Nous avons l'honneur d'accueillir M. Manuel Valls, Premier ministre du 31 mars 2014 au 6 décembre 2016. Monsieur le Premier ministre, je vous souhaite la bienvenue et vous remercie de vous être rendu disponible pour répondre à nos questions.
Le 11 juillet 2022, plusieurs membres du Consortium international des journalistes d'investigation (ICIJ ) ont publié ce qu'il est désormais convenu d'appeler les Uber Files, en s'appuyant sur 124 000 documents internes à l'entreprise, datés de 2013 à 2017. Cette enquête a dénoncé un lobbying agressif de la société américaine pour implanter en France – comme dans de nombreux autres pays – des véhicules de transport avec chauffeur (VTC) et pour concurrencer le secteur du transport public particulier de personnes, réservé jusqu'alors aux taxis.
Dans ce contexte ,notre commission d'enquête a deux objets : d'une part, identifier l'ensemble des actions de lobbying menées par Uber pour s'implanter en France et le rôle des décideurs publics de l'époque et émettre des recommandations concernant l'encadrement des relations entre décideurs publics et représentants d'intérêts ; d'autre part, évaluer les conséquences économiques, sociales et environnementales, en France, du modèle Uber – désormais appelé « ubérisation » – ainsi que les réponses apportées et à apporter par les décideurs publics en la matière.

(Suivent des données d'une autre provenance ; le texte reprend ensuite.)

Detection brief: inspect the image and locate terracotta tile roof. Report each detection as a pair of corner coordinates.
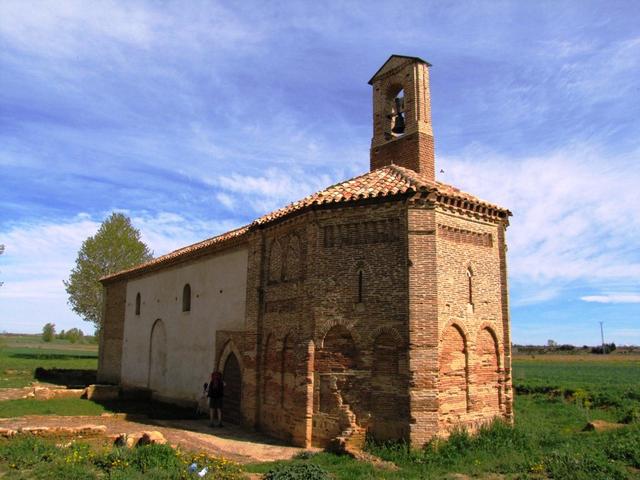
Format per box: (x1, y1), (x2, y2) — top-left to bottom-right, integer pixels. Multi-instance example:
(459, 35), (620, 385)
(255, 165), (418, 224)
(101, 165), (509, 282)
(100, 225), (250, 282)
(255, 164), (509, 224)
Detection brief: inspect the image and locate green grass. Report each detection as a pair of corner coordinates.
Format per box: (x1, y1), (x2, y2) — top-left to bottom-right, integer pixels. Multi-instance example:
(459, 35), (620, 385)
(513, 354), (640, 392)
(0, 334), (97, 388)
(1, 340), (639, 478)
(247, 355), (640, 479)
(513, 354), (640, 424)
(0, 436), (244, 479)
(0, 398), (107, 417)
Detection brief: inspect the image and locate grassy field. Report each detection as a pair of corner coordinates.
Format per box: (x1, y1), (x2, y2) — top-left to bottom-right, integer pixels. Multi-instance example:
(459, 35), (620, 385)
(0, 334), (98, 389)
(1, 337), (639, 479)
(247, 353), (640, 479)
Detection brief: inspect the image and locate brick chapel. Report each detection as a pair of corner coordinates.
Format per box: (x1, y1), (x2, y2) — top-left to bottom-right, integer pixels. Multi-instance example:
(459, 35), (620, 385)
(98, 55), (513, 448)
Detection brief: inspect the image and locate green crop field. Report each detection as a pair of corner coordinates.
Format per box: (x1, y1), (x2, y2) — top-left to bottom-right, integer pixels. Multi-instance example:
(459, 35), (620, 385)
(248, 354), (640, 479)
(0, 334), (98, 389)
(1, 338), (639, 479)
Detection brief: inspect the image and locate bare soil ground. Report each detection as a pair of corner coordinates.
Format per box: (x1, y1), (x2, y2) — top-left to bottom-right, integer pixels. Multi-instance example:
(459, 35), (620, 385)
(0, 412), (307, 463)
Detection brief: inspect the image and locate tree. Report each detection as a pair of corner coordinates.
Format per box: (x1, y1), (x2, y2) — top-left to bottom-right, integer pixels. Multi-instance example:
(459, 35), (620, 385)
(64, 213), (153, 334)
(42, 323), (56, 342)
(65, 328), (84, 344)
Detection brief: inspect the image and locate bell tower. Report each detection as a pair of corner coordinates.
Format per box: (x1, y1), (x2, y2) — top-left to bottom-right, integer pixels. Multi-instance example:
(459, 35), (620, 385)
(369, 55), (434, 179)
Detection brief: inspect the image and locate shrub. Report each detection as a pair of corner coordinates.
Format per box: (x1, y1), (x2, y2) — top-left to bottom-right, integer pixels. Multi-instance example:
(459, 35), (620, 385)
(128, 444), (183, 473)
(32, 461), (99, 480)
(620, 406), (640, 424)
(543, 451), (628, 480)
(263, 463), (331, 480)
(604, 426), (640, 468)
(41, 323), (55, 342)
(293, 450), (317, 460)
(0, 435), (58, 468)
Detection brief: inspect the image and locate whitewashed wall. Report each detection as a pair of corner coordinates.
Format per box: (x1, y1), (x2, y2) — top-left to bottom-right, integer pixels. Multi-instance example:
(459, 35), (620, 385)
(119, 246), (248, 402)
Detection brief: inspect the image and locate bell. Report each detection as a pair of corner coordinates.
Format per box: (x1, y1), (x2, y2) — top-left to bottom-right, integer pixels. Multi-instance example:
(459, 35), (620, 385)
(391, 96), (405, 135)
(391, 112), (405, 135)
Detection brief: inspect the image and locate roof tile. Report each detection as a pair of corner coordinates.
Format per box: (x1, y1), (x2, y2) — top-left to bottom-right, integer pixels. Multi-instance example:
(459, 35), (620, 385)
(102, 165), (509, 282)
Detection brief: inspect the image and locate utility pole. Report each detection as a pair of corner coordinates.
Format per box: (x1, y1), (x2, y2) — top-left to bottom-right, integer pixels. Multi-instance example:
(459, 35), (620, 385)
(599, 321), (606, 354)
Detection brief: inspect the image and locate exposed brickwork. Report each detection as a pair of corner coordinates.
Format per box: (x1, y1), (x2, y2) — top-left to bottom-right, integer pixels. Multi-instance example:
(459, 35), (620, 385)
(98, 54), (513, 449)
(433, 209), (510, 438)
(97, 280), (126, 384)
(369, 56), (434, 178)
(370, 131), (435, 177)
(437, 223), (493, 247)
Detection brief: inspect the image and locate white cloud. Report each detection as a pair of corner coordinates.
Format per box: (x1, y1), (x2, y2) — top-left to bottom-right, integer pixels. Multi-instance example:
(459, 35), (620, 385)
(511, 287), (561, 307)
(0, 1), (267, 63)
(0, 0), (157, 58)
(441, 142), (640, 301)
(581, 294), (640, 304)
(216, 193), (235, 210)
(215, 168), (336, 213)
(559, 37), (640, 102)
(0, 211), (242, 332)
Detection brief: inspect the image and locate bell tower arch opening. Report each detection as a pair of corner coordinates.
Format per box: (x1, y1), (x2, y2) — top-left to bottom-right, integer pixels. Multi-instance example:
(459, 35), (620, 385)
(385, 86), (406, 139)
(369, 54), (435, 178)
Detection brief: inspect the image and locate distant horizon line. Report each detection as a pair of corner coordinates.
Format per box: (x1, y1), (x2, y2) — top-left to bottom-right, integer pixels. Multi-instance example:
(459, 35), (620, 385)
(1, 332), (638, 349)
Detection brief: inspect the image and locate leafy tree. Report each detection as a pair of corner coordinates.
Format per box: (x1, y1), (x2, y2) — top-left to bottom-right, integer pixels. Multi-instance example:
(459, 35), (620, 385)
(64, 213), (152, 334)
(42, 323), (55, 342)
(65, 328), (84, 344)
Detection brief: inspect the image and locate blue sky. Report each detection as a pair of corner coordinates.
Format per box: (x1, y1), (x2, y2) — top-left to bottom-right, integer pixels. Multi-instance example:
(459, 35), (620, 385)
(1, 0), (638, 345)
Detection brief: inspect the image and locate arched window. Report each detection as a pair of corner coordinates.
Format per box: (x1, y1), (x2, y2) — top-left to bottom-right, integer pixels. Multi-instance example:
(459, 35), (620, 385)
(385, 86), (406, 138)
(466, 268), (473, 305)
(182, 284), (191, 312)
(135, 293), (141, 316)
(357, 270), (364, 303)
(269, 240), (283, 283)
(284, 236), (301, 281)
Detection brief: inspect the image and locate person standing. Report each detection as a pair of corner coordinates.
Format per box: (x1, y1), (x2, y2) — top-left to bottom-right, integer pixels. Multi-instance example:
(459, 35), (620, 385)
(207, 370), (224, 427)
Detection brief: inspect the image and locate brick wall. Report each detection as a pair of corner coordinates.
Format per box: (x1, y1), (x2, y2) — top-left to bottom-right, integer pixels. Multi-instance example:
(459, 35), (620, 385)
(369, 57), (434, 178)
(253, 201), (410, 447)
(370, 131), (435, 176)
(406, 205), (440, 444)
(242, 197), (511, 448)
(97, 280), (127, 384)
(434, 209), (511, 435)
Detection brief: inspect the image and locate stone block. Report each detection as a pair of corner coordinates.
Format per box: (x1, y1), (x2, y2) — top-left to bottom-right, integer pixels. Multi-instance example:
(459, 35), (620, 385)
(84, 384), (120, 401)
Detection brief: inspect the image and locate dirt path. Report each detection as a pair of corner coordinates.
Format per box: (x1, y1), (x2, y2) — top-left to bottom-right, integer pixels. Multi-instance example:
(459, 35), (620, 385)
(0, 414), (308, 464)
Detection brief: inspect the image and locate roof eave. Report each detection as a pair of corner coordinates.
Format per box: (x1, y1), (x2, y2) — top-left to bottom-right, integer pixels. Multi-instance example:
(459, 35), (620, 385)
(368, 54), (432, 85)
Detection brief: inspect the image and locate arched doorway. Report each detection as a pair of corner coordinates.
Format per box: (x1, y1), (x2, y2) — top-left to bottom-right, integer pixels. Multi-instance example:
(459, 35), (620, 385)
(222, 352), (242, 424)
(148, 319), (167, 393)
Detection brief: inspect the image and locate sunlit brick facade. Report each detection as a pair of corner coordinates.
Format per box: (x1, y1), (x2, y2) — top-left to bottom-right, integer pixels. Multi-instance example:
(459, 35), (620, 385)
(99, 55), (513, 448)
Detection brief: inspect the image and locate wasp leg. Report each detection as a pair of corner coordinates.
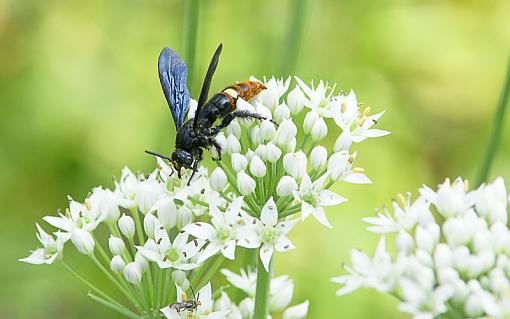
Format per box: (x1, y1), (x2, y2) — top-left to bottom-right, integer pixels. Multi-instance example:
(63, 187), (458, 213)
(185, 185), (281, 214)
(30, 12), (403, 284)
(207, 111), (277, 136)
(209, 138), (222, 161)
(187, 150), (203, 185)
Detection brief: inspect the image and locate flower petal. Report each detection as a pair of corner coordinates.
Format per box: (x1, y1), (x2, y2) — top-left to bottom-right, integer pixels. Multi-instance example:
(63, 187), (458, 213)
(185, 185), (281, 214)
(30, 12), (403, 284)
(259, 243), (274, 272)
(261, 197), (278, 227)
(183, 222), (216, 240)
(318, 190), (347, 206)
(221, 240), (237, 260)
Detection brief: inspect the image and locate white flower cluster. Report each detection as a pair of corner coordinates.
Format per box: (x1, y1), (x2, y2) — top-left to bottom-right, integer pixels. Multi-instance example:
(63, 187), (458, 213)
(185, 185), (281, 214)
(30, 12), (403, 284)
(216, 268), (309, 319)
(20, 76), (388, 318)
(333, 177), (510, 319)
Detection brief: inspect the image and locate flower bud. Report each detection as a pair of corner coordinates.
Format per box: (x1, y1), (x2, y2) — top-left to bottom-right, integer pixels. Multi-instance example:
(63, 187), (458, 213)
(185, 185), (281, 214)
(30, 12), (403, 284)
(283, 151), (307, 180)
(231, 153), (248, 172)
(266, 142), (282, 163)
(143, 213), (158, 239)
(270, 280), (293, 313)
(259, 121), (276, 141)
(135, 252), (149, 273)
(287, 86), (306, 115)
(334, 131), (353, 152)
(274, 102), (290, 124)
(250, 155), (267, 177)
(71, 228), (95, 255)
(108, 235), (125, 255)
(250, 126), (262, 145)
(239, 297), (254, 319)
(255, 144), (268, 161)
(255, 102), (273, 119)
(303, 110), (319, 134)
(172, 270), (190, 290)
(177, 206), (192, 228)
(226, 134), (241, 154)
(310, 146), (327, 170)
(226, 120), (241, 138)
(273, 119), (297, 146)
(118, 214), (135, 239)
(211, 133), (227, 159)
(396, 231), (414, 254)
(237, 171), (256, 195)
(110, 255), (126, 273)
(311, 117), (328, 141)
(283, 300), (309, 319)
(152, 197), (177, 230)
(123, 262), (142, 285)
(89, 187), (120, 223)
(210, 167), (228, 191)
(277, 176), (298, 197)
(464, 294), (484, 318)
(245, 149), (254, 162)
(285, 138), (297, 153)
(327, 152), (351, 181)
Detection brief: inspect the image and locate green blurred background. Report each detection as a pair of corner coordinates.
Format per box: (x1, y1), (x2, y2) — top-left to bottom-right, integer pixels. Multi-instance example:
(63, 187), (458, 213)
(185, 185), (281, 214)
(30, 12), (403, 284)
(2, 0), (510, 318)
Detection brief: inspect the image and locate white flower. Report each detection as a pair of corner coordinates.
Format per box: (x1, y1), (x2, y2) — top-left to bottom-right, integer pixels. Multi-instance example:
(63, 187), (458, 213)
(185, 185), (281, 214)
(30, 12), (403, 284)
(327, 152), (371, 184)
(226, 134), (241, 154)
(257, 76), (291, 110)
(110, 255), (126, 273)
(118, 213), (136, 239)
(259, 120), (276, 141)
(283, 300), (309, 319)
(250, 155), (266, 177)
(43, 197), (105, 234)
(277, 176), (298, 197)
(335, 177), (510, 319)
(151, 197), (178, 230)
(270, 274), (294, 313)
(237, 171), (256, 195)
(266, 142), (282, 163)
(172, 270), (190, 290)
(19, 224), (68, 265)
(108, 235), (125, 255)
(274, 102), (291, 124)
(137, 221), (205, 270)
(123, 262), (142, 285)
(310, 146), (327, 171)
(135, 178), (166, 214)
(293, 173), (346, 228)
(273, 119), (297, 146)
(310, 117), (327, 141)
(184, 197), (249, 263)
(88, 187), (121, 223)
(231, 153), (248, 172)
(161, 282), (230, 319)
(239, 198), (298, 271)
(144, 212), (159, 238)
(70, 228), (95, 255)
(295, 77), (336, 117)
(210, 167), (228, 191)
(303, 110), (319, 134)
(283, 151), (307, 180)
(221, 268), (257, 296)
(287, 85), (306, 115)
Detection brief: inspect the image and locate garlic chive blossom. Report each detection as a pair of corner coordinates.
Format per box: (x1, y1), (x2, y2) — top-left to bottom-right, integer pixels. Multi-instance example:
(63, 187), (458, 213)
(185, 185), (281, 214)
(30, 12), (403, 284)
(20, 76), (388, 318)
(334, 177), (510, 319)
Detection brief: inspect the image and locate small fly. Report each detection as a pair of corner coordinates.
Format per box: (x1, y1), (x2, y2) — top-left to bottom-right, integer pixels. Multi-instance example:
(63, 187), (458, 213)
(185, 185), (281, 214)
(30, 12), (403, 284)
(169, 285), (200, 314)
(146, 44), (270, 184)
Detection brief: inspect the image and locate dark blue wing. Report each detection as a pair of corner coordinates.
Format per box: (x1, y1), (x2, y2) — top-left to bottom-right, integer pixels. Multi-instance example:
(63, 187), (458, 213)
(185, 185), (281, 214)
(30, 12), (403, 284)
(158, 47), (190, 128)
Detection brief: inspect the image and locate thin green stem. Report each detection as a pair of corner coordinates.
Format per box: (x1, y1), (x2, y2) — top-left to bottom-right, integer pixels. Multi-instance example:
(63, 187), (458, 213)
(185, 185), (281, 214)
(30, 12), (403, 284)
(476, 54), (510, 186)
(88, 293), (139, 319)
(195, 255), (225, 290)
(130, 207), (146, 246)
(280, 0), (308, 75)
(253, 253), (272, 319)
(182, 0), (199, 95)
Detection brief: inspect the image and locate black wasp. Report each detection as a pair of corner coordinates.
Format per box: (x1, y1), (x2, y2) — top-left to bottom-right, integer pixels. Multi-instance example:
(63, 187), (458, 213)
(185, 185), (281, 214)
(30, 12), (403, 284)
(146, 44), (270, 184)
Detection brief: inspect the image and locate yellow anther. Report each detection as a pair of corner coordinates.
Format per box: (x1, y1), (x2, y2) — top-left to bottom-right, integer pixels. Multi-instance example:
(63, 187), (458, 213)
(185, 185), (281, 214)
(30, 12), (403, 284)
(397, 193), (406, 208)
(353, 167), (364, 173)
(464, 179), (470, 192)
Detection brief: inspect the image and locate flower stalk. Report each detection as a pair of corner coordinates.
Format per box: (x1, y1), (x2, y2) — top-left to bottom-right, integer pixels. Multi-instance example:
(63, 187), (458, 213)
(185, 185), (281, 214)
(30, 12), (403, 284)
(253, 254), (272, 319)
(476, 53), (510, 186)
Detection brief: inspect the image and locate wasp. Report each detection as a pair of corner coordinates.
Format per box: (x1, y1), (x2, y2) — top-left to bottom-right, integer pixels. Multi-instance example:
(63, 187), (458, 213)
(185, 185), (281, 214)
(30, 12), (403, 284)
(169, 286), (200, 314)
(146, 44), (269, 184)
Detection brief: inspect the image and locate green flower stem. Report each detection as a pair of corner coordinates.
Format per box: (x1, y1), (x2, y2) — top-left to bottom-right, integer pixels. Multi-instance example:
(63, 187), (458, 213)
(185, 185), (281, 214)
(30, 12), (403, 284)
(476, 54), (510, 186)
(61, 261), (132, 314)
(130, 207), (146, 246)
(155, 267), (165, 311)
(93, 235), (112, 265)
(280, 0), (308, 75)
(188, 197), (208, 207)
(88, 292), (139, 319)
(182, 0), (199, 95)
(253, 253), (272, 319)
(279, 204), (301, 218)
(90, 254), (144, 311)
(161, 269), (171, 308)
(195, 255), (225, 290)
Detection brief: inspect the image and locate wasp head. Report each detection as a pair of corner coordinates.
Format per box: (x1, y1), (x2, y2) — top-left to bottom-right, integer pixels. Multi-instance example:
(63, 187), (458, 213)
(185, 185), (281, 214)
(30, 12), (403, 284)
(171, 149), (193, 178)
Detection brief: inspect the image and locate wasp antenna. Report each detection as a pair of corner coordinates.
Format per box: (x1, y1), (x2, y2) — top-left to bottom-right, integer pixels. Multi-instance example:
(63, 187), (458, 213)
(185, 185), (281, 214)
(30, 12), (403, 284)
(145, 150), (172, 161)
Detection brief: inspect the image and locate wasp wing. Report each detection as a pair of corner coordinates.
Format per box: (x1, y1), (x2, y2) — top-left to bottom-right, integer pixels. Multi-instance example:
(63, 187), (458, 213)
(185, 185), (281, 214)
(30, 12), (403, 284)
(158, 47), (190, 129)
(194, 44), (223, 129)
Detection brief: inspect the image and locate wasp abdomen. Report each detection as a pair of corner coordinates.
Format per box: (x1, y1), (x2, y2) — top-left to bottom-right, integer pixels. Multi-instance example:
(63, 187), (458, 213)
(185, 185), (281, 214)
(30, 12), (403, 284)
(223, 81), (266, 103)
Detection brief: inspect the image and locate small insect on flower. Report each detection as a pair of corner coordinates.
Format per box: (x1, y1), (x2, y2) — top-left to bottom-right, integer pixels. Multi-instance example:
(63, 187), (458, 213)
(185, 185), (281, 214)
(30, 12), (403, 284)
(169, 285), (201, 314)
(146, 43), (271, 184)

Dans la mesure où vous avez été ministre de l'intérieur, puis Premier ministre lors du conflit entre les taxis et les VTC après l'arrivée d'Uber sur le marché français, entre 2014 et 2016, votre témoignage nous a semblé indispensable pour vérifier les faits révélés par les Uber files.
Les Uber files ont mis en évidence dix-sept échanges significatifs entre Uber et le cabinet du ministre de l'Économie de l'époque. Les articles mettent en évidence que cette entreprise a pu exposer ses arguments et tenter d'obtenir des modifications législatives favorables au développement de son modèle d'affaires. En outre, un « deal » aurait été conclu entre le ministre de l'Économie et Uber, après accord avec le ministre de l'Intérieur, Bernard Cazeneuve. Nous avons entendu ce matin M. Cazeneuve et M. Vidalies, l'ancien secrétaire d'État chargé des Transports. L'un et l'autre nous ont dit qu'il n'y avait pas eu de deal et qu'aucune décision de l'époque relative à la réglementation des VTC – « loi Thévenoud », « loi Grandguillaume » et règlements – n'avait échappé au processus d'arbitrage interministériel. Vous pourrez nous confirmer cela.
De quelle manière votre gouvernement a-t-il traité la crise entre les taxis et les VTC, et entre les chauffeurs de VTC et les plateformes comme Uber, entre 2014 et 2016 ? Pouvez-vous préciser s'il existait des divergences entre le ministre de l'Intérieur, le secrétaire d'État chargé des Transports et le ministre de l'Économie ? Les discussions étaient-elles opaques ou, au contraire, étaient-elles transparentes, assumées et menées dans le cadre d'un dialogue interministériel classique ?
Lors de la première crise de 2014, qui a conduit à la désignation de M. Thévenoud comme médiateur, lui avez-vous transmis des consignes en amont, pour privilégier le maintien du monopole des taxis ou pour ouvrir à la concurrence une partie du marché des VTC ? Selon vous, les acteurs concernés – vous-même comme les autres membres du Gouvernement – ont-ils pu opérer librement, de façon transparente et au nom de l'intérêt général, ou ont-ils fait l'objet de pressions de la part de lobbys ou d'autres acteurs ?
Je rappelle que cette audition est ouverte à la presse et qu'elle est retransmise en direct sur le site de l'Assemblée nationale.
Avant de vous laisser la parole, je vous rappelle également que l'article 6 de l'ordonnance du 17 novembre 1958 relative au fonctionnement des assemblées parlementaires impose aux personnes entendues par une commission d'enquête de prêter serment de dire la vérité, toute la vérité, rien que la vérité.
Je vous invite donc à lever la main droite et à dire : « Je le jure ».